Example 1: The first example shows a 'schema level' script written in the Groovy language. The script will calculate the Pearson linear correlation coefficient for two variables. The data for the variables are obtained as entity.field(s) contained in a given data set defined in SQL. We think this script might be highly useful when deciding upon the distinct variables to employ in the construction and analysis of QSAR expressions/models, derived from your data model. In order to help show the script as a useful template, for other such approaches, we can break the script into it's three conceptual parts:
A Groovy class called 'QueryBuilder' which will return a 'sample' result set from a RDBMS table.
A Groovy function called 'Pearson' that implements the correlation coefficient over the sample set
A Groovy SWING window which provides the user interface to the record set and Pearson computation
QueryBuilder class This class obtains an internal injected connection and executes the stated SQL statement in order to obtain the sample results set. This class can be instantiated with a SQL WHERE clause filter. It returns the fields from a JChem table separately for binding to the SWING controls and for use in the calculations. Currently, the SQL must be edited in the class, by the user who runs the script. The entity in use is a JChem structures entity, with logP and TPSA field calculations already added.
Pearson function This function accepts two lists of data (X and Y) and returns the Pearson Correlation coefficient. It is easy to replace this function with your own linear correlation coefficient implementation.
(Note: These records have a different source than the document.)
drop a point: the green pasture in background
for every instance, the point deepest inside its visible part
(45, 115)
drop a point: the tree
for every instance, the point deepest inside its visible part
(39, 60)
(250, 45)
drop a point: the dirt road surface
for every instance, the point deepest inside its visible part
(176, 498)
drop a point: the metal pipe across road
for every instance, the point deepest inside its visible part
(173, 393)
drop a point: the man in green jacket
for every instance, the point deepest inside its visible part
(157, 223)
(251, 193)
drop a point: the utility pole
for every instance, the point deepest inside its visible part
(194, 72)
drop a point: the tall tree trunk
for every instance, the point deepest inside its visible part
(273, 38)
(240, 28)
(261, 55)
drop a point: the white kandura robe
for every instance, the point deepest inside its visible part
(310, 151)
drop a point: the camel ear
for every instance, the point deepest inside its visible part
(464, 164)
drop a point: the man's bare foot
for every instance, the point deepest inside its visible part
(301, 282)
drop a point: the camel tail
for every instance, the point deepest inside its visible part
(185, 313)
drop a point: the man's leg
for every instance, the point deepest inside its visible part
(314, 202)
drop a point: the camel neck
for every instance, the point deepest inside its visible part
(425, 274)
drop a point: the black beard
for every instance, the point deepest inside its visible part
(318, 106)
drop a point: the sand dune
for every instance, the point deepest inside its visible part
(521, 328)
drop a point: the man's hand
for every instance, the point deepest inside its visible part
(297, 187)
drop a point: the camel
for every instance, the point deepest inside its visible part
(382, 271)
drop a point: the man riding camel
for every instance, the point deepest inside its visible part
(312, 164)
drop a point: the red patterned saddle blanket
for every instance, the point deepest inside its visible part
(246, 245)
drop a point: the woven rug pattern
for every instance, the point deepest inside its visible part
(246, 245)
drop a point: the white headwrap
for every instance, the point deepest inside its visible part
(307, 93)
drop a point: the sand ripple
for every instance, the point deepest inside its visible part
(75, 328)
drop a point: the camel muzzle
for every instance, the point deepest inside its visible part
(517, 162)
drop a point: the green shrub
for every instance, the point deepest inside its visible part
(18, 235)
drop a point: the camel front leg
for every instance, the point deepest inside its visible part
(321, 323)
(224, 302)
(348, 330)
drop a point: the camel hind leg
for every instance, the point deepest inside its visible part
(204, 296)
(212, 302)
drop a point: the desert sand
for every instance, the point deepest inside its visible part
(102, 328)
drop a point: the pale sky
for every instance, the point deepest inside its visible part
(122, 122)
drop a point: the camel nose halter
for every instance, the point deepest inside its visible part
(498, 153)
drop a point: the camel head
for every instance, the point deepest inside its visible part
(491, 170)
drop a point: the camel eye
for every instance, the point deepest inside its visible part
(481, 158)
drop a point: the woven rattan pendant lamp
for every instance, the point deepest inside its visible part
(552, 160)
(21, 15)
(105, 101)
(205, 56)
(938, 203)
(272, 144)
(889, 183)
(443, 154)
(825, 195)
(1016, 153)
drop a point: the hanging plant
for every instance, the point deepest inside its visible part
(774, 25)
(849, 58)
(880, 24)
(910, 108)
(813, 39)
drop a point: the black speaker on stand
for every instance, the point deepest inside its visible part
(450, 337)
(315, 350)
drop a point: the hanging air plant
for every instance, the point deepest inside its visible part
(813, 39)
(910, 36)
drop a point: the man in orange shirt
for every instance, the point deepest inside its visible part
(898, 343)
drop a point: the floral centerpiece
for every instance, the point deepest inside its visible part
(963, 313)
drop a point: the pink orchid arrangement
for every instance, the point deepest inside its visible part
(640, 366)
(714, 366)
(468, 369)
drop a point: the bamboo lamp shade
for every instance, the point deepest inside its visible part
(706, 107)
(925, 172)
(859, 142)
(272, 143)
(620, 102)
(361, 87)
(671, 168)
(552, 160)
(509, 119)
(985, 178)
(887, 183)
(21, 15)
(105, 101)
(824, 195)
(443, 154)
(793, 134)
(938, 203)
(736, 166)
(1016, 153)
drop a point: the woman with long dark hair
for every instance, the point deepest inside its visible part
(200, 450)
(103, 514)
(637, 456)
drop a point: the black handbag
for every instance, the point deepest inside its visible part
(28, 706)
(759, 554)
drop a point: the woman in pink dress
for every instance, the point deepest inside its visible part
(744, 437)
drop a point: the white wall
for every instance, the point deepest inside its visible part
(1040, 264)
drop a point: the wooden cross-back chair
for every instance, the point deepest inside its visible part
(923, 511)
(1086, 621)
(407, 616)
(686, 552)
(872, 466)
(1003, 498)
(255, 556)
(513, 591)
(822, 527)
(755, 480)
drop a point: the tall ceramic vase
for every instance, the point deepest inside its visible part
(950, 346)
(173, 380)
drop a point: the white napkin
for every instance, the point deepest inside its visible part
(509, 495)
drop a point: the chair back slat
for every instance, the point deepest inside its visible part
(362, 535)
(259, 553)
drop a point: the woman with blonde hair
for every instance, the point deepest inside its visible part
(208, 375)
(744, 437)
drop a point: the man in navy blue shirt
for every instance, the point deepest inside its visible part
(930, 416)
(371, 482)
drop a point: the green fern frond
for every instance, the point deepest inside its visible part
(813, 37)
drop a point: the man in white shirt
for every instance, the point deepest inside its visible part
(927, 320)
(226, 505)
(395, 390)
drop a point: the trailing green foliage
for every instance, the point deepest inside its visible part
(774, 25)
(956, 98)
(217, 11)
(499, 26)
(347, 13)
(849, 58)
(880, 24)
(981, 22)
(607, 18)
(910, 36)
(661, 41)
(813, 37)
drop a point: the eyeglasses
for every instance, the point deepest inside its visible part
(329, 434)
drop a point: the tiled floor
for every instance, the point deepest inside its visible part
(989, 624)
Swing interface The SWING interface shows the results of the SQL statement and provides two navigation buttons 'Next' and 'Previous'. There are two drop down boxes that can be used to select the 'X' and 'Y' variable choices for the Pearson calculation. Finally, there is a button to compute the coefficient. This calls the function and sets the adjacent text box value with the return result 'r'. You are encouraged to try different SWING formats! Currently the drop down box is hard coded with known fields for the entity defined.
Example 2: The second example is a more evolved version. The code(function) for calculating the Pearson coefficient now includes a call to an external grape library. This should be a more efficient way and might handle much larger X and Y data sets better than completing the same calculations in the Groovy language. Coming soon in version 5.9!